Linear Regression Python

There are many datasets are available on the internet but here we have used our own dataset. In the dataset, there are two variables x and y. x is for the size of the house and y is the cost of the house. Here the cost of the house is dependent on the size of the house.

Our aim is to find the line which fits the best if we plot both our variables x and y. So that we can predict the value of y i.e. cost of the house using x i.e. size of the house.

We will create two functions one for calculating the estimated coefficient and another one for plotting the graph.

Follow the given code to create the functions.

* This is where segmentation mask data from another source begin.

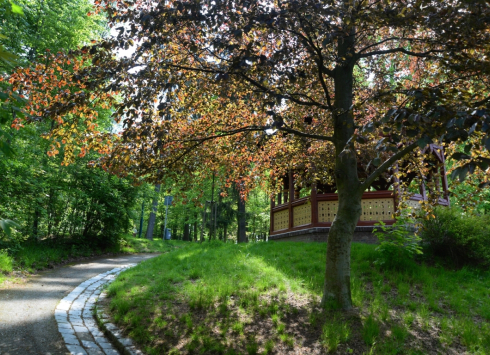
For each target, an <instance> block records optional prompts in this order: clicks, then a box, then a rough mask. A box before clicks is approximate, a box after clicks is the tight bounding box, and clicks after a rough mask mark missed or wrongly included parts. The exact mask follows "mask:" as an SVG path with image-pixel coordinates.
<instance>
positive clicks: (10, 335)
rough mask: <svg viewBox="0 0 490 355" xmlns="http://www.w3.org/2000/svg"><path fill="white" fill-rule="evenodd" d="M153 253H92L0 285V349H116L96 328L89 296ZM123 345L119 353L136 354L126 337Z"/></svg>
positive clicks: (104, 351)
mask: <svg viewBox="0 0 490 355" xmlns="http://www.w3.org/2000/svg"><path fill="white" fill-rule="evenodd" d="M155 256H157V254H140V255H125V256H119V257H105V258H94V259H92V260H90V261H86V262H82V263H78V264H76V265H67V266H63V267H59V268H56V269H53V270H49V271H43V272H40V274H39V275H37V276H34V277H32V278H31V279H30V280H29V281H28V282H27V283H25V284H19V285H14V286H12V287H10V288H8V289H0V354H2V355H14V354H15V355H19V354H22V355H31V354H32V355H67V354H87V355H92V354H102V355H104V354H119V352H118V351H117V350H116V348H115V347H114V346H112V345H111V343H110V342H109V341H108V340H107V339H106V338H105V337H104V335H103V333H102V332H101V331H99V329H98V328H97V324H96V321H95V320H94V318H93V307H94V305H95V301H96V299H97V297H103V295H102V296H99V295H100V292H101V290H102V288H103V286H104V285H105V284H107V283H108V282H111V281H112V280H113V279H114V278H115V276H116V275H117V274H118V273H120V272H121V271H122V270H124V269H125V268H127V267H129V266H131V265H134V264H136V263H139V262H141V261H143V260H145V259H149V258H152V257H155ZM108 326H109V327H110V326H111V325H108ZM125 345H127V347H126V349H125V350H124V353H128V352H129V353H134V354H138V353H139V352H138V351H136V349H135V348H134V347H132V346H131V345H132V344H130V341H128V344H125Z"/></svg>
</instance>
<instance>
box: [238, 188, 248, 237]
mask: <svg viewBox="0 0 490 355" xmlns="http://www.w3.org/2000/svg"><path fill="white" fill-rule="evenodd" d="M237 217H238V233H237V242H238V243H246V242H247V234H246V227H247V221H246V213H245V201H244V200H243V199H242V198H241V197H240V193H238V216H237Z"/></svg>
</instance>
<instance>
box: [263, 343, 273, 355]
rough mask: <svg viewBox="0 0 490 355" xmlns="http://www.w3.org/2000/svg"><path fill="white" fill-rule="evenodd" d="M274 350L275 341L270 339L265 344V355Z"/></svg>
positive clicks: (264, 349) (264, 347)
mask: <svg viewBox="0 0 490 355" xmlns="http://www.w3.org/2000/svg"><path fill="white" fill-rule="evenodd" d="M272 350H274V340H272V339H269V340H267V341H266V342H265V345H264V353H263V354H264V355H267V354H270V353H271V352H272Z"/></svg>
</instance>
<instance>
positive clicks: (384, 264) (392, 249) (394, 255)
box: [373, 217, 422, 270]
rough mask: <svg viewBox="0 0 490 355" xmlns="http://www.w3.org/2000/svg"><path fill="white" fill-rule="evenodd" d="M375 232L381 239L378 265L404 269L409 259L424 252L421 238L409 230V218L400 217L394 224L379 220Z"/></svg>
mask: <svg viewBox="0 0 490 355" xmlns="http://www.w3.org/2000/svg"><path fill="white" fill-rule="evenodd" d="M373 233H374V235H375V236H376V237H377V238H378V240H379V246H378V247H377V248H376V251H377V252H378V253H379V257H378V259H377V260H376V261H375V264H377V265H380V266H382V267H386V268H389V269H398V270H402V269H404V268H406V266H407V264H408V262H407V261H408V260H410V259H413V257H414V256H415V255H419V254H422V247H421V246H420V240H421V238H420V237H419V236H417V235H416V234H414V233H413V232H412V231H410V230H409V228H408V219H407V218H402V217H400V218H398V219H397V221H396V223H395V224H393V225H392V226H386V224H385V223H383V221H379V223H376V228H375V229H374V230H373Z"/></svg>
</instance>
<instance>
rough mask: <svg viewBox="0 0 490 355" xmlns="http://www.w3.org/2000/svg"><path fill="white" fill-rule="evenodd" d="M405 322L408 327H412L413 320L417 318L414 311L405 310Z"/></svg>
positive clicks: (414, 319)
mask: <svg viewBox="0 0 490 355" xmlns="http://www.w3.org/2000/svg"><path fill="white" fill-rule="evenodd" d="M402 319H403V323H404V324H405V325H406V326H407V328H411V327H412V324H413V321H414V320H415V316H414V315H413V313H412V312H408V311H407V312H405V313H403V315H402Z"/></svg>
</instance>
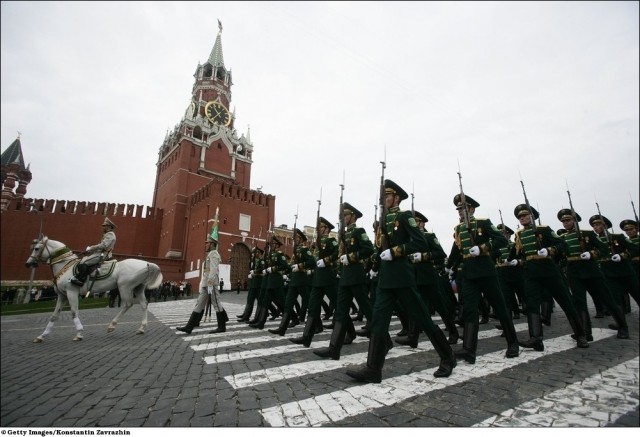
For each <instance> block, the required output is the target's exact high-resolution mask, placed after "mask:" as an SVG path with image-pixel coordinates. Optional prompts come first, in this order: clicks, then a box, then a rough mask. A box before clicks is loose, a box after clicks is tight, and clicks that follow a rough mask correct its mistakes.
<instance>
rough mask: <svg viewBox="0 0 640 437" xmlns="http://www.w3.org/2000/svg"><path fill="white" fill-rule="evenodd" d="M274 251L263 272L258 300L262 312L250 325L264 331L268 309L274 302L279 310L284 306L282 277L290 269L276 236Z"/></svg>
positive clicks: (283, 289)
mask: <svg viewBox="0 0 640 437" xmlns="http://www.w3.org/2000/svg"><path fill="white" fill-rule="evenodd" d="M271 245H272V249H271V251H270V253H268V254H266V255H265V256H266V260H265V267H266V269H265V270H263V272H264V273H265V276H264V278H263V279H262V289H261V291H260V297H259V298H258V304H259V305H260V307H261V309H262V311H261V313H260V314H259V315H258V316H256V320H255V322H254V323H250V324H249V326H251V327H252V328H258V329H264V324H265V322H266V321H267V315H268V309H269V306H270V305H271V303H272V302H274V303H275V304H276V306H277V307H278V308H279V309H282V307H283V306H284V279H283V277H282V275H283V274H285V273H286V272H287V270H288V268H289V264H288V263H287V257H286V256H285V255H284V253H282V251H280V250H279V249H277V248H278V247H280V246H282V243H281V242H280V240H279V239H278V237H276V236H275V235H274V236H272V237H271Z"/></svg>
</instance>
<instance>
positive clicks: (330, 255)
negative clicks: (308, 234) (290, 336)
mask: <svg viewBox="0 0 640 437" xmlns="http://www.w3.org/2000/svg"><path fill="white" fill-rule="evenodd" d="M319 222H320V224H319V226H318V236H319V238H318V241H317V256H316V259H317V261H316V267H315V271H314V273H313V287H312V289H311V298H310V299H309V310H308V313H309V315H308V316H307V321H306V322H305V325H304V331H303V332H302V337H297V338H292V339H290V341H291V342H293V343H295V344H301V345H303V346H304V347H309V346H310V345H311V340H312V339H313V335H314V334H315V333H316V329H319V328H321V327H322V320H320V309H321V308H320V307H321V301H322V300H323V299H324V296H325V295H327V297H328V298H329V300H330V301H332V302H335V299H336V293H337V290H336V288H337V285H338V282H337V278H336V270H335V267H336V263H337V261H338V242H337V241H336V239H335V238H333V237H331V236H329V233H330V232H331V230H332V229H333V228H334V226H333V225H332V224H331V222H329V221H328V220H327V219H325V218H324V217H320V219H319ZM318 324H319V325H320V326H319V327H318V326H316V325H318Z"/></svg>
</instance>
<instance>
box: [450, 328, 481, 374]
mask: <svg viewBox="0 0 640 437" xmlns="http://www.w3.org/2000/svg"><path fill="white" fill-rule="evenodd" d="M479 328H480V327H479V326H478V322H467V323H465V324H464V332H463V333H462V349H460V350H457V351H454V354H455V356H456V358H461V359H463V360H465V361H466V362H467V363H469V364H475V362H476V349H477V348H478V329H479Z"/></svg>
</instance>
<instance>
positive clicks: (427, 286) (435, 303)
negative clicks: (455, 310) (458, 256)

Firstly import the following libraries.

import numpy as np
import matplotlib.pyplot as plt

For Calculating Estimated Coefficient:

# we will create a function to estimate the coefficient of x and y values
def estimate(x,y):
  # first we will define the no. of observation
  a=np.size(x)
  #we will calculate the mean of x and y using numpy mean function
  mean_x=np.mean(x) 
  mean_y=np.mean(y)
  # we will calculate the sum of square errors
  ss_xy=np.sum(y * x - a * mean_y * mean_x)
  ss_xx=np.sum(x * x - a * mean_x * mean_x)
  # we will calculate the regression coefficent i.e. the value by which the regression line need to be moved.
  b1=ss_xy/ss_xx
  b0=mean_y - b1*mean_x#equation of line
  return(b0,b1)

For Plotting the graph:

# we will create another function to plot the graph
def plot_reg(x,y,b):
  plt.scatter(x,y,color='red', marker='o')
  y_predicted=b[0]+b[1]*x
  plt.plot(x,y_predicted, color='green')
  plt.xlabel('Size')
  plt.ylabel('Cost')
  plt.show()

Declaring datasets and calling both the function:

# Now we will create our data set and call these function
x=np.array([1,2,3,4,5,6,7,8,9])
y=np.array([300,350,500,600,700,900,1000,1200,1500])
b=estimate(x,y)
print('Estimate Coefficients: \nb0={} \nb1={}'.format(b[0],b[1]))
plot_reg(x,y,b)

Output:

Estimate Coefficients:

b0=-2.1551724137931387

b1=157.0977011494253

graph

In the graph we can observe that green line is the regression line while red points are the data which was provided while declaring the datasets.